The Flaming Lips 

The Flaming Lips dream big and colorful. The band's spectrum of sounds, across its 27-year career, ranges from surging guitar chaos to off-kilter psych-rock, but the music remains united by a cinematic ethos. Wayne Coyne's willowy tenor drifts over percolating neon arrangements in line with otherworldly album titles such as Clouds Taste Metallic, Telepathic Surgery and Yoshimi Battles the Pink Robots. After 1997's bizarre four-disc Zaireeka (designed to be played on four different stereos at the same time), the Flaming Lips put noise and guitars in mothballs and favored majestic symphonic pop, producing a masterpiece in 1999's The Soft Bulletin.
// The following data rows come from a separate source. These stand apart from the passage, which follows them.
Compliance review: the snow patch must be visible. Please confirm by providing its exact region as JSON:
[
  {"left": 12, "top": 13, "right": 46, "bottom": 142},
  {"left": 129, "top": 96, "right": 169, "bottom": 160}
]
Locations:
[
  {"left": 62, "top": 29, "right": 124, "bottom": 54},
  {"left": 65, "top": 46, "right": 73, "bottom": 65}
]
Though the Lips have favored sculpted melodies and bouncy rhythms ever since, their loopy, experimental aesthetic returned to the fore on last year's Embryonic. Complementing the band's trippy rock visions tonight is Jack White's swampy garage-blues side project, Dead Weather, fueled by Kills frontwoman Alison Mosshart's husky, spooky vocals. The vibrant, wiry strut of White Rabbits suggests Spoon crossed with the Walkmen, but the undercard's most intriguing act is Minus the Bear, whose shifty arrangements suggest prog and math rock injected with soothing Northwestern melodies. Retro girl garage punkers the Ettes and fellow Okies Stardeath and White Dwarfs also open.